Steep Plunge In Yield Curve Spreads, Inversions And A Recession Loom

Yield spikes but spreads collapsed across the board on Thursday as the market priced in more rate hikes as well as sooner rate hikes by the Fed.

Yield Curve Spreads from the Fed and Mish Calculations 

Yield Curve Spreads from the Fed and Mish Calculations 

 

Massive Bond Market Carnage 

There was massive bond market carnage on Thursday as yields spiked across the board.

Yields rose faster in the mid-tiers than the long end so the end result was a very bearish flattening.  

The 10-7 spread is zero and briefly inverted, that is the 7-year note yielded more than the 10-year note.

The 10-5 spread is down to 9 basis points and the 5-3 spread is 12 basis points. One basis point equals 0.01 percentage points of yield.

The much-watched 10-2 spread collapsed from 58 basis points to 42 basis points meaning rates on the 2-year note rose 16 basis points more than the yield on the 10-year note. 

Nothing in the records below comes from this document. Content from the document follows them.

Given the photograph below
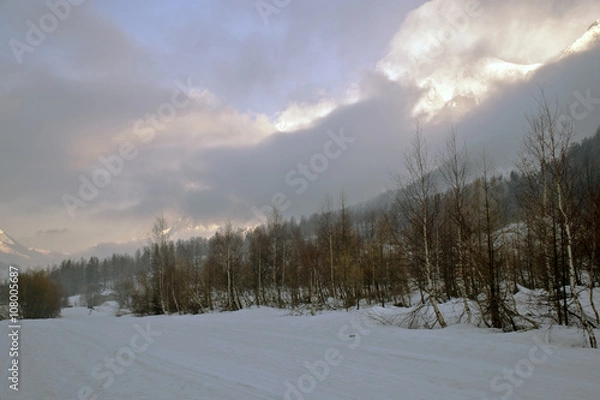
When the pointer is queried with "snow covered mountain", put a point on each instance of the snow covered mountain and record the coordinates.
(13, 252)
(587, 41)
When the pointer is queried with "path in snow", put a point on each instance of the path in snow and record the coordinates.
(261, 354)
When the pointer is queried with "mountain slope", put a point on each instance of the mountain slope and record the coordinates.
(587, 41)
(13, 252)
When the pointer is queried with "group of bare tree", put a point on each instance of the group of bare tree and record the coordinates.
(454, 230)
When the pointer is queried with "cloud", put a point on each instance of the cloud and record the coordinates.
(263, 100)
(457, 51)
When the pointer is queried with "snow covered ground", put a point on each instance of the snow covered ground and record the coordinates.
(267, 354)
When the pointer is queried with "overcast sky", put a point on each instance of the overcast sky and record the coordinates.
(115, 111)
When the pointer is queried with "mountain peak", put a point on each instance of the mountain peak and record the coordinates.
(587, 41)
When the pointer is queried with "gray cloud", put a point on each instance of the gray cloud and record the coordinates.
(78, 96)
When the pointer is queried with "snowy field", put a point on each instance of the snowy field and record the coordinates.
(267, 354)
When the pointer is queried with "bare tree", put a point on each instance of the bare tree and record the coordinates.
(419, 189)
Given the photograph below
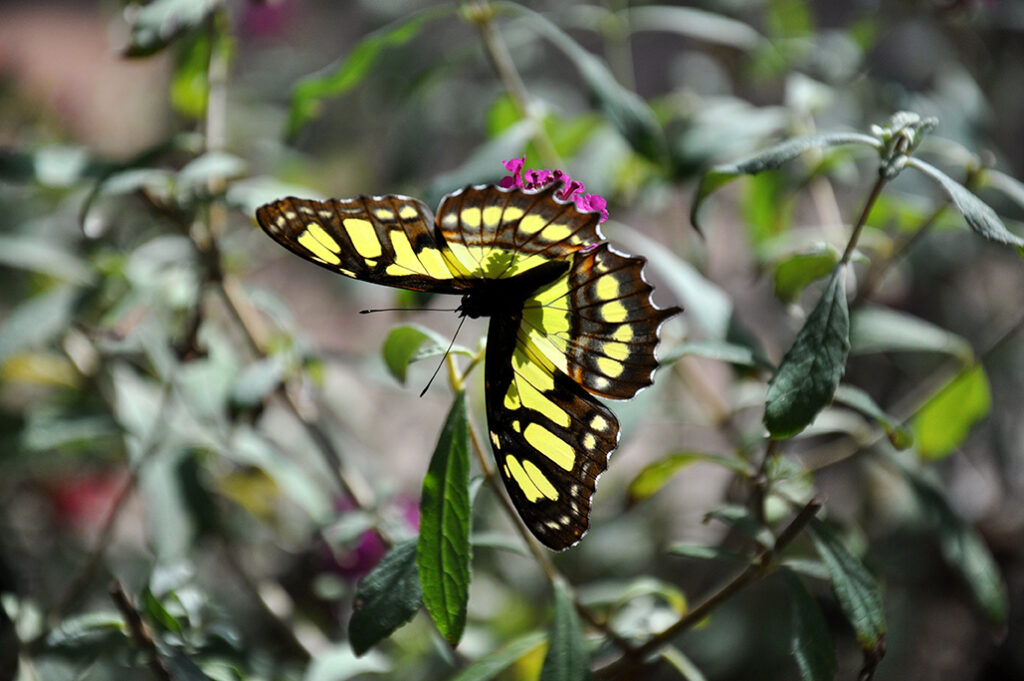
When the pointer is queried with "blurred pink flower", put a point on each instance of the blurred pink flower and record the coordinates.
(535, 179)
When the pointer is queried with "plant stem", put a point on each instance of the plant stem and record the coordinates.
(481, 13)
(871, 198)
(763, 563)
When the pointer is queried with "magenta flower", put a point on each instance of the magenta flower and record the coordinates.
(535, 179)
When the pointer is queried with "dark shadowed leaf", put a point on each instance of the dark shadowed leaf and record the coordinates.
(796, 271)
(347, 73)
(156, 25)
(809, 374)
(654, 476)
(812, 645)
(768, 159)
(443, 550)
(855, 588)
(402, 346)
(963, 548)
(386, 598)
(944, 421)
(860, 400)
(978, 214)
(567, 658)
(495, 663)
(882, 330)
(625, 110)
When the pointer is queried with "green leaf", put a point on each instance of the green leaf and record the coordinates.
(882, 330)
(625, 110)
(963, 548)
(347, 73)
(696, 24)
(812, 646)
(386, 598)
(402, 347)
(567, 658)
(978, 214)
(900, 437)
(156, 25)
(810, 372)
(493, 664)
(945, 420)
(654, 476)
(443, 551)
(768, 159)
(855, 588)
(797, 271)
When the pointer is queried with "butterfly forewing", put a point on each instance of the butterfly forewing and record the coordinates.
(384, 240)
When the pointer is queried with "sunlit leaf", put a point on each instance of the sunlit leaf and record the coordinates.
(567, 658)
(403, 345)
(768, 159)
(978, 214)
(655, 475)
(386, 598)
(963, 548)
(346, 74)
(945, 420)
(856, 589)
(812, 645)
(900, 437)
(443, 549)
(876, 329)
(811, 369)
(493, 664)
(797, 271)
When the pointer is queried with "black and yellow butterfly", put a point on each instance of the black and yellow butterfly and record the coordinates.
(570, 318)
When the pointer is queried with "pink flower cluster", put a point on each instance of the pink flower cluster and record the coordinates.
(535, 179)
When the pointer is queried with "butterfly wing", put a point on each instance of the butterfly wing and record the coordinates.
(384, 240)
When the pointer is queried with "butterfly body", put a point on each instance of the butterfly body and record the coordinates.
(569, 318)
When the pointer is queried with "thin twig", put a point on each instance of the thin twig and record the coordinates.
(139, 632)
(762, 564)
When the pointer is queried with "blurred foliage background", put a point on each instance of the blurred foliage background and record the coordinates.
(193, 415)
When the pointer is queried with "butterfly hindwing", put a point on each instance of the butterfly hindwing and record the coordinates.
(551, 439)
(384, 240)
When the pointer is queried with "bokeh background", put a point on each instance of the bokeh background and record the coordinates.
(195, 398)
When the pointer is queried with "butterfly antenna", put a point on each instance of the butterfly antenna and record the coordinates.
(443, 356)
(409, 309)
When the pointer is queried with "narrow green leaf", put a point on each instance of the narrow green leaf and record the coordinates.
(624, 109)
(768, 159)
(156, 25)
(963, 548)
(809, 374)
(855, 588)
(353, 68)
(978, 214)
(442, 554)
(797, 271)
(812, 646)
(882, 330)
(402, 346)
(493, 664)
(386, 598)
(654, 476)
(900, 437)
(945, 420)
(567, 658)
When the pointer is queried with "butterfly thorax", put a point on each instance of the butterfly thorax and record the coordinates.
(504, 297)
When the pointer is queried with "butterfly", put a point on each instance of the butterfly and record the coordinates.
(570, 320)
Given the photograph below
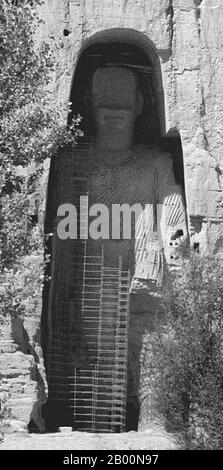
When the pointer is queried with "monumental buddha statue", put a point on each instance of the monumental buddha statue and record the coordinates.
(112, 170)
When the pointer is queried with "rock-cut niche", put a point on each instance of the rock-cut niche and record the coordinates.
(103, 294)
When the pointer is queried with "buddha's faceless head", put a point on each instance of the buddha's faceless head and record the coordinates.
(117, 102)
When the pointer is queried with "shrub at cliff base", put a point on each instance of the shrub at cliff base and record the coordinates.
(33, 128)
(184, 358)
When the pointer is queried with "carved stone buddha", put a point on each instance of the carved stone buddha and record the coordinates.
(117, 172)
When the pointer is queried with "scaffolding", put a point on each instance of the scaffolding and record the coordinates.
(88, 346)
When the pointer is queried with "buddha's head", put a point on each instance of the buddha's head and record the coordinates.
(117, 102)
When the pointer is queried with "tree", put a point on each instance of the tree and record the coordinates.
(32, 130)
(183, 359)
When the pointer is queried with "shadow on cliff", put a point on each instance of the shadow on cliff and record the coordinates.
(22, 340)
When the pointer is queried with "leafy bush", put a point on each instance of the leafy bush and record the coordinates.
(33, 129)
(183, 359)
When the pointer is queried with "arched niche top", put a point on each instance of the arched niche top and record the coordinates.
(144, 49)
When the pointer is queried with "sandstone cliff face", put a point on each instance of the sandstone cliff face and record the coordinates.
(186, 37)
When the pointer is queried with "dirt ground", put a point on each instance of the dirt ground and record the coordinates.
(150, 440)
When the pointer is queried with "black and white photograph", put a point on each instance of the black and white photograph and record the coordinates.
(111, 231)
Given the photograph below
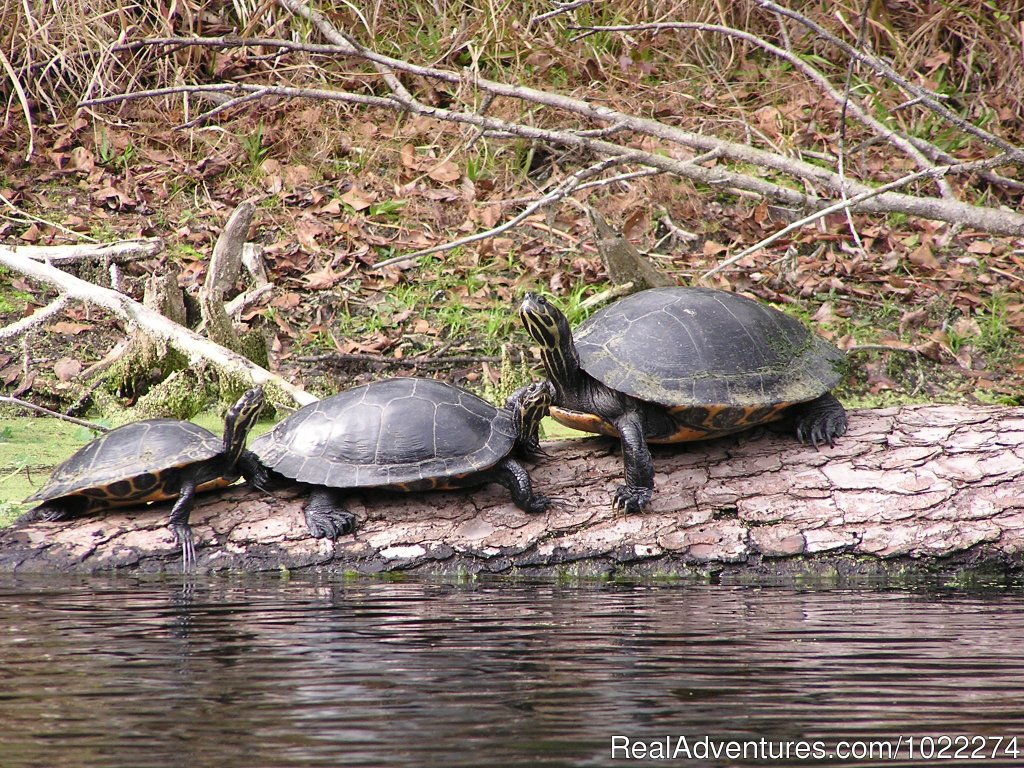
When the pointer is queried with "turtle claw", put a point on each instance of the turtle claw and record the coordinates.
(538, 504)
(182, 531)
(631, 499)
(821, 421)
(329, 524)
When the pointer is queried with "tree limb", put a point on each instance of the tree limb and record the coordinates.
(190, 343)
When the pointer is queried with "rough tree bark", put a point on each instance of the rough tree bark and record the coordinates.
(933, 487)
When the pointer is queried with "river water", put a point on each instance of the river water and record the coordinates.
(274, 673)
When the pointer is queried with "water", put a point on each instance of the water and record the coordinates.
(269, 674)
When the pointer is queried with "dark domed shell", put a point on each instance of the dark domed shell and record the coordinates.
(696, 346)
(144, 448)
(386, 433)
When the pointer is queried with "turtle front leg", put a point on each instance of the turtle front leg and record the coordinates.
(326, 518)
(513, 475)
(820, 421)
(639, 487)
(178, 522)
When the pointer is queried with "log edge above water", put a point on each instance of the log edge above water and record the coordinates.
(933, 487)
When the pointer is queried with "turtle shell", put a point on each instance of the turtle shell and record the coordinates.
(697, 347)
(408, 433)
(134, 463)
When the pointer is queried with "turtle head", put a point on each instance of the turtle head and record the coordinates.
(528, 406)
(239, 421)
(550, 329)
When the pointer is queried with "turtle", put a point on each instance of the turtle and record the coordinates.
(670, 365)
(148, 461)
(404, 434)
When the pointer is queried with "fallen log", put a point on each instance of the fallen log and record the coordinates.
(933, 488)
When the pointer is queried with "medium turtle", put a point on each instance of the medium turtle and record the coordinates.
(150, 461)
(670, 365)
(402, 434)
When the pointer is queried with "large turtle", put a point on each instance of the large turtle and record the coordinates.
(669, 365)
(402, 434)
(150, 461)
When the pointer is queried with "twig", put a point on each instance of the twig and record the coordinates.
(842, 98)
(560, 190)
(126, 250)
(432, 360)
(996, 221)
(14, 329)
(23, 100)
(559, 9)
(844, 108)
(880, 67)
(195, 346)
(844, 204)
(39, 409)
(18, 213)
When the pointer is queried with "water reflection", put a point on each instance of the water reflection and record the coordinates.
(115, 672)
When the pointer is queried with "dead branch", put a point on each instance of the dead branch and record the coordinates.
(896, 138)
(17, 401)
(986, 219)
(923, 95)
(192, 344)
(126, 250)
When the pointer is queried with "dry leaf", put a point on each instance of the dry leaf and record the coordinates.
(67, 369)
(444, 172)
(82, 160)
(66, 327)
(358, 199)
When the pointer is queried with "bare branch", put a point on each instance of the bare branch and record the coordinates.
(18, 328)
(565, 186)
(846, 205)
(840, 97)
(154, 324)
(46, 412)
(929, 99)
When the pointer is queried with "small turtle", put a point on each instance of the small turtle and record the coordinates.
(670, 365)
(150, 461)
(401, 434)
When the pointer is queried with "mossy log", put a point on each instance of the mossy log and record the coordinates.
(931, 488)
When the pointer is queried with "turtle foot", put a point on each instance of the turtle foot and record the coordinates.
(821, 421)
(537, 504)
(182, 531)
(329, 523)
(631, 498)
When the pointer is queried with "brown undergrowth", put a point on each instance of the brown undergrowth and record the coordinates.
(934, 311)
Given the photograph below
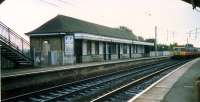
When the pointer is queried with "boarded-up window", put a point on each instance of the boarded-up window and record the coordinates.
(124, 49)
(89, 47)
(96, 47)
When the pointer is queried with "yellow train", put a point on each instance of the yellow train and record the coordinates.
(182, 52)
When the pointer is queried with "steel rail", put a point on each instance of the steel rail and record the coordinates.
(112, 93)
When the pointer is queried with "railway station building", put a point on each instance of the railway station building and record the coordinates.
(66, 40)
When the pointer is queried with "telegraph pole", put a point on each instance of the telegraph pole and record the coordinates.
(155, 41)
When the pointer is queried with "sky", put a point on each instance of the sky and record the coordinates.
(173, 18)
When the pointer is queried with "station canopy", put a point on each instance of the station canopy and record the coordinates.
(69, 25)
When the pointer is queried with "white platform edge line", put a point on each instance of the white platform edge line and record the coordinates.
(155, 83)
(60, 68)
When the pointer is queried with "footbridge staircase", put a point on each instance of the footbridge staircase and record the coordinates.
(15, 50)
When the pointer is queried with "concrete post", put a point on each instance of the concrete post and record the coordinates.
(198, 89)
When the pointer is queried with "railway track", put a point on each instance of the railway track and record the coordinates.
(89, 89)
(126, 92)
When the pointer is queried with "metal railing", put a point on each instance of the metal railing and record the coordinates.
(12, 39)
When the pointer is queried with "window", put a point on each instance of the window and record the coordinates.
(113, 48)
(96, 47)
(124, 49)
(89, 50)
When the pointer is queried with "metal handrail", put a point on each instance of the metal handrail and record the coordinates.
(14, 40)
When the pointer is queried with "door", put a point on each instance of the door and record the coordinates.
(118, 51)
(104, 50)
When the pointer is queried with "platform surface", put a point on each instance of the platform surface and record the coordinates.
(24, 71)
(178, 86)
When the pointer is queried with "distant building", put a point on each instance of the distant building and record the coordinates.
(66, 40)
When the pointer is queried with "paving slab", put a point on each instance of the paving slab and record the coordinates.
(23, 71)
(177, 86)
(184, 89)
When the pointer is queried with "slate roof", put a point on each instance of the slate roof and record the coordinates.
(65, 24)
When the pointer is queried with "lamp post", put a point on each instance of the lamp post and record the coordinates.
(156, 41)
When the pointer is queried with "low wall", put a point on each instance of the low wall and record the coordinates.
(44, 79)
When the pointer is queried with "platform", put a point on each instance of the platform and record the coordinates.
(25, 71)
(177, 86)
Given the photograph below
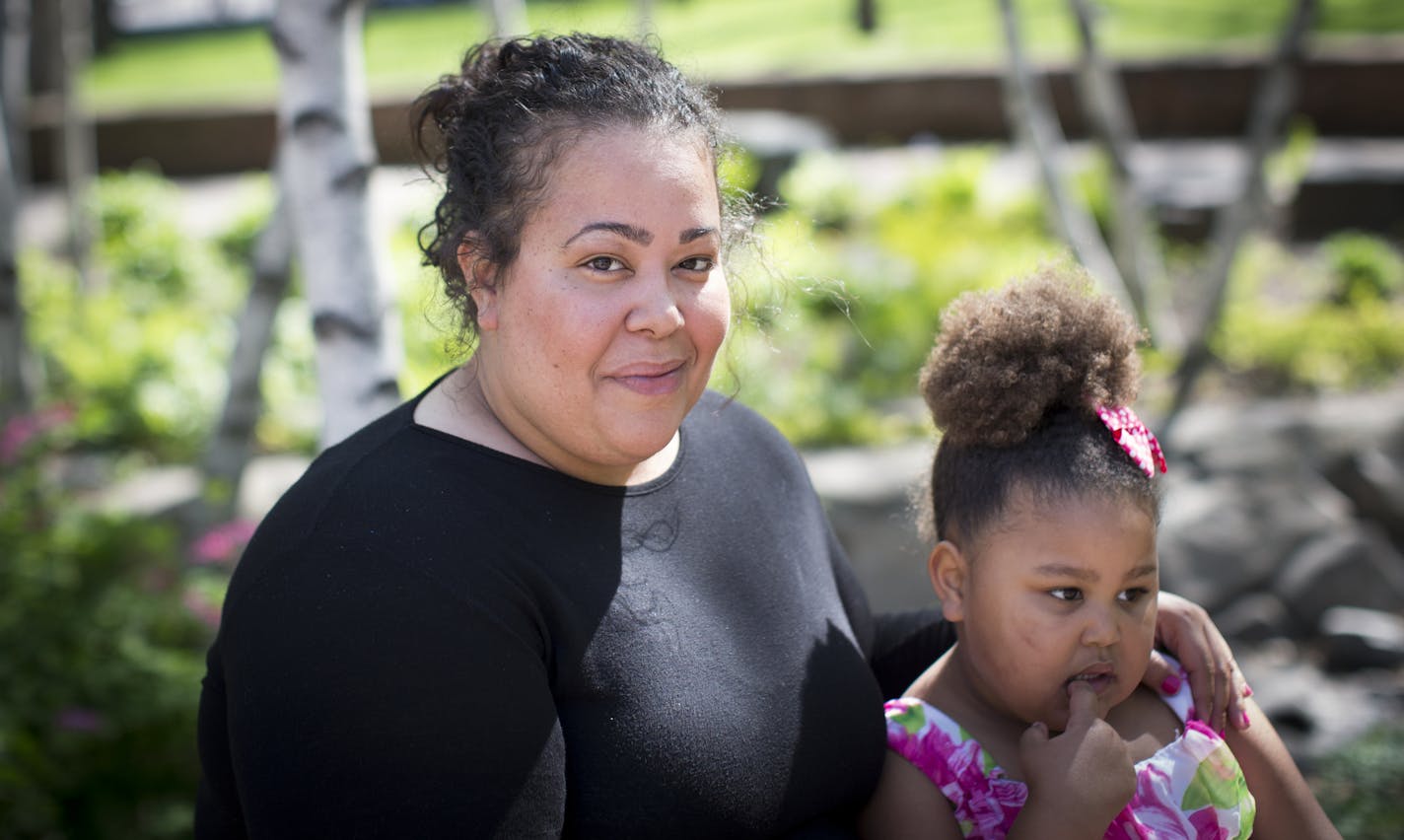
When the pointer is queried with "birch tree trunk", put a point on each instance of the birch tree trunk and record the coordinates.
(1032, 118)
(14, 59)
(232, 444)
(1135, 245)
(509, 17)
(14, 86)
(14, 387)
(76, 145)
(327, 159)
(1271, 106)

Typically the 10-2 spread inverts before the recession but there is no requirement for that to happen. 

Half-Point Hike Now Expected in March

Rate hike odds courtesy of CME Fedwatch Tool.

Rate hike odds courtesy of CME Fedwatch Tool.

 

The market now fully expects a half-point hike by the Fed at the March 16 FOMC meeting. 

Expectations gyrated wildly following CPI data and Hawkish Words by St. Louis Fed President James Bullard

I’d like to see 100 basis points in the bag by July 1,” Bullard, a voter on monetary policy this year, said in an interview with Bloomberg News on Thursday. “I was already more hawkish but I have pulled up dramatically what I think the committee should do.”

The Fed could have and should have been hiking long ago. Now the economy is weakening and inversions loom before the Fed gets in its first hike. 

If the Fed does a half-point hike in March, I expect major inversions including the 10-2, signaling recession on the horizon.

CPI Trigger 

Consumer Price Index (CPI) data from BLS, chart by Mish

Consumer Price Index (CPI) data from BLS, chart by Mish

The BLS CPI report triggered the bond carnage as noted in CPI Jumps Most Since February 1982, Up at Least 0.5% 9 Out of Eleven Months.

Year-Over-Year Key Details

  • The all items index rose 7.5 percent for the 12 months ending January, the largest 12-month increase since the period ending February 1982.
  • All items excluding the food and energy index rose 6.0 percent, the largest 12-month change since the period ending August 1982.